Skip to main content
Version: 1.3.1.0

ODP as the Foundation for AI Workloads

What ODP Is and Is Not

Let's be direct: ODP does not include AI models, large language models, or machine learning frameworks beyond Spark MLlib (covered in the next section). ODP is a data platform, not an AI engine.

What ODP provides is the governed data foundation that AI workloads require to be trustworthy, reproducible, and compliant. The quality, governance, and accessibility of training data matters as much as model architecture. ODP is where that data layer is built.

You bring your ML framework — PyTorch, TensorFlow, scikit-learn, Hugging Face, or any other tool. ODP ensures the data those frameworks consume is governed, audited, versioned, and sovereign.

What "AI-Ready" Means for ODP

An AI-ready data platform must answer the following questions reliably:

  • Where does this training data come from? (lineage)
  • Who can access it? (access control)
  • What did it look like at the time a model was trained? (versioning / time travel)
  • Has any sensitive data leaked into training sets? (governance)
  • Where is the data physically stored? (sovereignty)

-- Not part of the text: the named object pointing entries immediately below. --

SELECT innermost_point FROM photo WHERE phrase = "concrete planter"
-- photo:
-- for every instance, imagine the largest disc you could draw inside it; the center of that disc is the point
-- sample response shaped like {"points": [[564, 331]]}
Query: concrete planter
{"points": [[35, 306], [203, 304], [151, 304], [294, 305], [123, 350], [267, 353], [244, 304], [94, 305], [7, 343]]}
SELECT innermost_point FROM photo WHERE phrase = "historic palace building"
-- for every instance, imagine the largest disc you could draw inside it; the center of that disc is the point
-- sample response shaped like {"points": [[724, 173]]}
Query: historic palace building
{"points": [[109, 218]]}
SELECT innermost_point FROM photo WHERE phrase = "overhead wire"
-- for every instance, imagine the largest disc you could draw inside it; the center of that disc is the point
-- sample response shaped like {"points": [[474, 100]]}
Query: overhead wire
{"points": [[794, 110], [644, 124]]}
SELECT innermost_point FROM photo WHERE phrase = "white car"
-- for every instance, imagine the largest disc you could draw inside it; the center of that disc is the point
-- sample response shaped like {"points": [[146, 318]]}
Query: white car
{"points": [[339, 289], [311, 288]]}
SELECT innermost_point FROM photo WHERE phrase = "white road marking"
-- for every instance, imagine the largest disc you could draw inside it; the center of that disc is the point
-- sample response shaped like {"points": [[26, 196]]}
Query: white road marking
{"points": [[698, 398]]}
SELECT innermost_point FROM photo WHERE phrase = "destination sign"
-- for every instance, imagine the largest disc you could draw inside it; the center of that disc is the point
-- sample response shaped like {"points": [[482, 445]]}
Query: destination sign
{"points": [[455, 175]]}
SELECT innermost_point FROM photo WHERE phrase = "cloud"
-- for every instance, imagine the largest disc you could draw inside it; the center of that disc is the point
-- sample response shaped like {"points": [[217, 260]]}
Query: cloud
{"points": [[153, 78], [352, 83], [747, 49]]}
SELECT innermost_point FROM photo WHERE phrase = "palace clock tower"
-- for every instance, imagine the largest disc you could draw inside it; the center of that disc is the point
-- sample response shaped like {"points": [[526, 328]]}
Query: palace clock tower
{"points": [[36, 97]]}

ODP addresses all five through its integrated components:

ODP CapabilityAI Relevance
Apache IcebergVersioned, open table format for training datasets; time travel for ML reproducibility
Apache AtlasData lineage for model traceability; know exactly what data trained your model
Apache RangerFine-grained access control for training data; tag-based policies on sensitive columns
Spark MLlibClassical ML algorithms running natively on YARN, reading Iceberg data
Polaris MCP ServerLLM access to catalog metadata without exposing raw data
On-premise deploymentSovereign infrastructure; training data never leaves your datacenter

The Governed Lakehouse Architecture for AI

ODP implements what is often called a governed lakehouse: the combination of open, scalable data lake storage (HDFS/Ozone + Iceberg) with enterprise governance (Ranger, Atlas, Kerberos). This architecture is well suited as the data layer for AI workloads.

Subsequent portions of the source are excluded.